XXV

Volvió a la pensión, para dejar la cámara y, ya que estaba, averiguar si había llegado la carta de Gabarret. Por increíble que parezca, doña Carmen no debió de oírlo. Almanza tuvo que golpear repetidamente en la puerta y en la ventanilla. Por fin apareció la señora, con el pelo revuelto, el batón ladeado y refregándose los ojos con una mano carnosa. Almanza dijo:

– Perdón, señora, si molesto.

Miró la boca pintada. Tal vez por el aspecto de la señora, más vale desaliñado, la pintura de la boca resaltaba tanto.

– No, en absoluto. Es muy raro. Me habré dormido, yo que duermo tan mal.

– Una picardía, despertarla -se lamentó Almanza.

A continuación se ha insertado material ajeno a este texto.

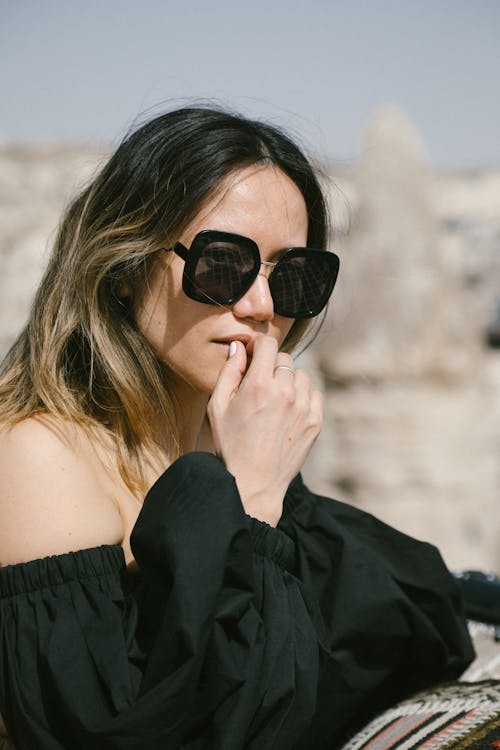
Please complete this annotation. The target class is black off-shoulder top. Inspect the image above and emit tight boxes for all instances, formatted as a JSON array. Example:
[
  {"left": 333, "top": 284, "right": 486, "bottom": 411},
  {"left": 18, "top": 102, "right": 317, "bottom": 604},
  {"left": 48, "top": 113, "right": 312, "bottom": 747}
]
[{"left": 0, "top": 453, "right": 473, "bottom": 750}]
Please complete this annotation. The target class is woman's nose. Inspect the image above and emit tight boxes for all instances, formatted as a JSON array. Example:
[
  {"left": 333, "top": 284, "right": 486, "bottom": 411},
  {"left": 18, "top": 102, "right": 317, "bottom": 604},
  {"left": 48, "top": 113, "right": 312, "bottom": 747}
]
[{"left": 232, "top": 272, "right": 274, "bottom": 321}]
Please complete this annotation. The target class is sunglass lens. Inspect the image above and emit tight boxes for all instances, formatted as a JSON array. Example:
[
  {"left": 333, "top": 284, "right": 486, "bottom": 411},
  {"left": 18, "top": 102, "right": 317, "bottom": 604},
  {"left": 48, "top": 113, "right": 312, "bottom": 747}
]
[
  {"left": 186, "top": 239, "right": 258, "bottom": 305},
  {"left": 269, "top": 250, "right": 338, "bottom": 318}
]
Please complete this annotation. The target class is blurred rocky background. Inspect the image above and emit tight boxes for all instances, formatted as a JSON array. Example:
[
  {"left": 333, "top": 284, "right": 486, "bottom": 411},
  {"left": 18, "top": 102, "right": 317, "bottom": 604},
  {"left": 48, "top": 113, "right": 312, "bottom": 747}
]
[{"left": 0, "top": 106, "right": 500, "bottom": 572}]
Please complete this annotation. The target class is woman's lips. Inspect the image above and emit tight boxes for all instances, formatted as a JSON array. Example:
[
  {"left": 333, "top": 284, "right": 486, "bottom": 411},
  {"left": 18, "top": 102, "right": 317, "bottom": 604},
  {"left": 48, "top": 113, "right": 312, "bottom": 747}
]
[{"left": 215, "top": 333, "right": 254, "bottom": 353}]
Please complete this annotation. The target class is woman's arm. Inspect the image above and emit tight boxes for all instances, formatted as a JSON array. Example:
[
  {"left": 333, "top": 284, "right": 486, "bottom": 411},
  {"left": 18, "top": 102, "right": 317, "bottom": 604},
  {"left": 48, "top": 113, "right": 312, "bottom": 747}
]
[{"left": 0, "top": 419, "right": 123, "bottom": 565}]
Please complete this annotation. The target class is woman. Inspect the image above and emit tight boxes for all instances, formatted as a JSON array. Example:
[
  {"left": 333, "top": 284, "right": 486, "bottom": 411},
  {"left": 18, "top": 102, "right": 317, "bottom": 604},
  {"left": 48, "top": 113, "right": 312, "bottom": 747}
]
[{"left": 0, "top": 108, "right": 472, "bottom": 750}]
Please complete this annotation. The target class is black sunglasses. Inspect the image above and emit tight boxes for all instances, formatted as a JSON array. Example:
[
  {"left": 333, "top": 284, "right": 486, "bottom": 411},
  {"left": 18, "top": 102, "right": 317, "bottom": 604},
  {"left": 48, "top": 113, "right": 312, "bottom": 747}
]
[{"left": 164, "top": 229, "right": 339, "bottom": 318}]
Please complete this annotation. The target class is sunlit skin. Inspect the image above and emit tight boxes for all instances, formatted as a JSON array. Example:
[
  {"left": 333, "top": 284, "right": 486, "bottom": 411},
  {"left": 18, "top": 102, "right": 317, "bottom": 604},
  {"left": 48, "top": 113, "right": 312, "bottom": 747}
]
[{"left": 136, "top": 165, "right": 308, "bottom": 444}]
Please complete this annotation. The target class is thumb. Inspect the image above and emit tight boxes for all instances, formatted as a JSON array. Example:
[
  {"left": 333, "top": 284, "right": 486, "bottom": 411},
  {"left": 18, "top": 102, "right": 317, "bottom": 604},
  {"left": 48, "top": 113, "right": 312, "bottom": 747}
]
[{"left": 213, "top": 341, "right": 247, "bottom": 402}]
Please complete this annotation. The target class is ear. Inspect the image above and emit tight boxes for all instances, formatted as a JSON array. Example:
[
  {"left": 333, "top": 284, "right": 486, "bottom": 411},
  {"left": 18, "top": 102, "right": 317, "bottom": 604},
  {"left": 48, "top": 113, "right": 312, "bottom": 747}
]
[{"left": 111, "top": 282, "right": 132, "bottom": 308}]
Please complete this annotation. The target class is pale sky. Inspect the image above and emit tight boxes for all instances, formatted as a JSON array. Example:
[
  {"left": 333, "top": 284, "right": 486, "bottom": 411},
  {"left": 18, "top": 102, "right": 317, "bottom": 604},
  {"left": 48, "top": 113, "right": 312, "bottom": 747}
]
[{"left": 0, "top": 0, "right": 500, "bottom": 169}]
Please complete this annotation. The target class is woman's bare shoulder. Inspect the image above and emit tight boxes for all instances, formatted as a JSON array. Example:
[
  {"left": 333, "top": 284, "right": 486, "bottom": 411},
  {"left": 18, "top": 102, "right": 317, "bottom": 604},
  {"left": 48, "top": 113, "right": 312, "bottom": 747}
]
[{"left": 0, "top": 417, "right": 123, "bottom": 565}]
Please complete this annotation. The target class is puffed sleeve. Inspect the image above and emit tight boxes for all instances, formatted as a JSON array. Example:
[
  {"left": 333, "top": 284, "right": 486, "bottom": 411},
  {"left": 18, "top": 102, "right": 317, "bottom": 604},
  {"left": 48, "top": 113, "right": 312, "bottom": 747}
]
[
  {"left": 0, "top": 453, "right": 470, "bottom": 750},
  {"left": 279, "top": 476, "right": 474, "bottom": 750},
  {"left": 0, "top": 453, "right": 318, "bottom": 750}
]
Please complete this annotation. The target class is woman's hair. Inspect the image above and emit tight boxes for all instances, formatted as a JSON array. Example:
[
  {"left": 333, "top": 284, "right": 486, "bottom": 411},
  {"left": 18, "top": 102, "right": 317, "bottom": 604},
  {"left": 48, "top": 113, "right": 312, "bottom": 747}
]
[{"left": 0, "top": 107, "right": 328, "bottom": 491}]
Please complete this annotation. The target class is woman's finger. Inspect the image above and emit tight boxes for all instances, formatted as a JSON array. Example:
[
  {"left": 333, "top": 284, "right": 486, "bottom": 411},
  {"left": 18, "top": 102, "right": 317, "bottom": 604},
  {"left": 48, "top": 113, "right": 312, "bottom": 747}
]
[
  {"left": 211, "top": 341, "right": 247, "bottom": 404},
  {"left": 246, "top": 335, "right": 278, "bottom": 380}
]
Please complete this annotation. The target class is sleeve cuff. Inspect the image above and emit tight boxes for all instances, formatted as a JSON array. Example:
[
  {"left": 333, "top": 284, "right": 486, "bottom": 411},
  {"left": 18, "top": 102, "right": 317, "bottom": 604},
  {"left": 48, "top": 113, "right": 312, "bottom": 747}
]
[{"left": 246, "top": 515, "right": 295, "bottom": 574}]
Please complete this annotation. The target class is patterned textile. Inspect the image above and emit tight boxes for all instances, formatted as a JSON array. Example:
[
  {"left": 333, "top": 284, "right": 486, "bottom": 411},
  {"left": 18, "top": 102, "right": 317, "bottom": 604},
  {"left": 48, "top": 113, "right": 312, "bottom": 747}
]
[{"left": 342, "top": 680, "right": 500, "bottom": 750}]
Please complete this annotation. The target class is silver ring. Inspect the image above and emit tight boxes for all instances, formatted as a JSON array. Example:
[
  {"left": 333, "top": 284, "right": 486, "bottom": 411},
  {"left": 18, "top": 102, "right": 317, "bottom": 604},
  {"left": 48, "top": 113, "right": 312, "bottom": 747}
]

– Nunca duermo la siesta -aseguró doña Carmen.

– Perdone, señora, quería saber si llegó algo para mí.

Los labios rojos se fruncieron en un mohín de contrariedad.

– Cuando llega correspondencia, la entrego.

– Espero una carta del hombre que me contrató.

Los labios rojos volvieron a fruncirse.

– No me gusta que me tomen por sonsa.

Con su arrebato doña Carmen impidió el comentario que estaba por hacerle sobre la demora del giro. “Mejor para mí”, recapacitó Almanza. Quizá no convenga alertar a una posible víctima.